Published July 27, 2024
| | Leave A ReplyI’ve attended what’s now been branded the “GRIP Genealogy Institute” a couple of times in the past and found it to be a great “summer camp for genealogists.”
It began as the Genealogy Research Institute of Pittsburgh more than a dozen years ago under the stewardship of Elissa Powell and Deborah Deal before being acquired by the National Genealogical Society in 2023.
In 2019, I was a student in Blaine Bettinger’s beginner course on DNA and genealogy. The course was great but what I learned most clearly was that while I’m conversant now with the overall process and many of the specific tools—I should rely on experts such as Bettinger when I have a genealogy problem needing DNA because I just don’t have the “science brain” for being able to figure out which tools are most appropriate for particular situations.
Last year I took an intermediate German genealogy course from Warren Bittner and Daniel Jones that offered me the chance to hone my skills using tools that are most cogent for researching this ethnic group.
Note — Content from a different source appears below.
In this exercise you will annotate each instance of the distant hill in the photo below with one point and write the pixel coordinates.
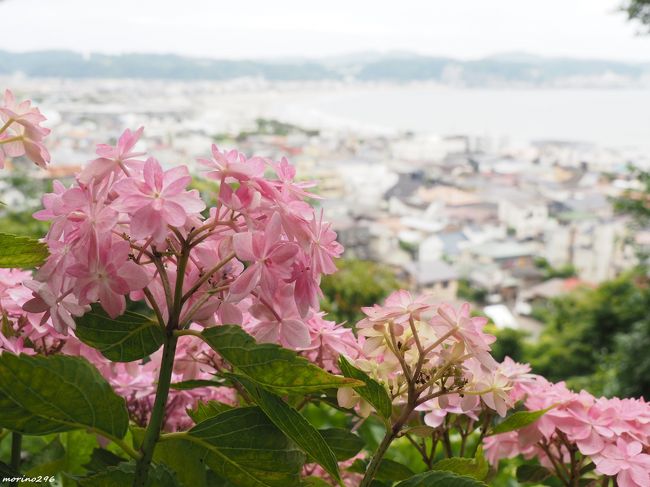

While came into this course with a fair bit of knowledge—some of the other students wondered why I wasn’t teaching it—it was money well spent because Bittner and Jones exposed me to a number of new techniques and improved my understanding of some records.
For the GRIP sessions that ended earlier this month, I was both an instructor and a student in a course coordinated by Sunny McClellan Morton titled “Using U.S. Church Records for Family History.”
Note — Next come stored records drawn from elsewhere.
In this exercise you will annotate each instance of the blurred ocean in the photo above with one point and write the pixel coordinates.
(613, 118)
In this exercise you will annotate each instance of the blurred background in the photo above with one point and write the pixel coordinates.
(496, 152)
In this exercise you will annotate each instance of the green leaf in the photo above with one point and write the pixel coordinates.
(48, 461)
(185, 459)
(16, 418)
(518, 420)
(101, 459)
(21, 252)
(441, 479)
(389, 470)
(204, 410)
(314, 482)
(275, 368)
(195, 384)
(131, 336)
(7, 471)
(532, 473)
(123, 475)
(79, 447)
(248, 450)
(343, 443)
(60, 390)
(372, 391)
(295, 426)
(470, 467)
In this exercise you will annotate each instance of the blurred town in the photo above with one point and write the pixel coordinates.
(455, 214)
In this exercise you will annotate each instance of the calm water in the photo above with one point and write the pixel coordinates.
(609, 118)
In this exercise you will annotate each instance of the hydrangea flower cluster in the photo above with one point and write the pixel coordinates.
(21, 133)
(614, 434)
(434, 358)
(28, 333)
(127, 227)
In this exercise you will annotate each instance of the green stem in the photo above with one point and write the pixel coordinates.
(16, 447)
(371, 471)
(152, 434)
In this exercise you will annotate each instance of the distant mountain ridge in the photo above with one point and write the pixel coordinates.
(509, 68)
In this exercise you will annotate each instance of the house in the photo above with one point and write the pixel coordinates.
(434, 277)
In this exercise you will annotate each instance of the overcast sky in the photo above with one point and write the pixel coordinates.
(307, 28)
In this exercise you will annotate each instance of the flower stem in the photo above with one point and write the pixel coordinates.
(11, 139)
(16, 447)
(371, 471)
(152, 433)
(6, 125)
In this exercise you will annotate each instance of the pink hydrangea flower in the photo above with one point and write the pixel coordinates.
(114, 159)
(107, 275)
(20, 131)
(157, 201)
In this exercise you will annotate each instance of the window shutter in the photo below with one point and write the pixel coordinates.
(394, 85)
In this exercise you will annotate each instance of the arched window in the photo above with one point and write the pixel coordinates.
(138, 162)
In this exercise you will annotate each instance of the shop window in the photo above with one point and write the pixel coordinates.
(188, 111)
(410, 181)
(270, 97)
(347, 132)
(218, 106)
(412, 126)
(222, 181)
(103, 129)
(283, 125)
It was a great time doing a deep dive into church records of different confessions as well as learning about other communities of faith as well as church-related topics such as religious newspapers.
Other courses for the in-person institute (there had been an earlier round of online courses in June) included:
- Advanced DNA Evidence
- Hands-On Genetic Genealogy: Analyzing and Organizing Your DNA
- Introduction to Ashkenazic Jewish Genealogy
- Putting Those Records to Work
- Get Your Hands Dirty! A workshop in Land and Property Records
- Working with Virginia Records from Jamestowne to the Civil War
- Records Loss: Overcoming Destroyed, Missing, or Non-Extant records
Some of these are pretty specialized topics and many of the GRIP attendees are genealogy professionals in some form.
But there were also many hobbyists aboard who simply wanted to gain better mastery of certain skills, as well as some people who just like the bonding and camaraderie of GRIP’s “summer camp” atmosphere.
As for next year? Well, having had a taste of being part of a course faculty, I’m eager to do that again.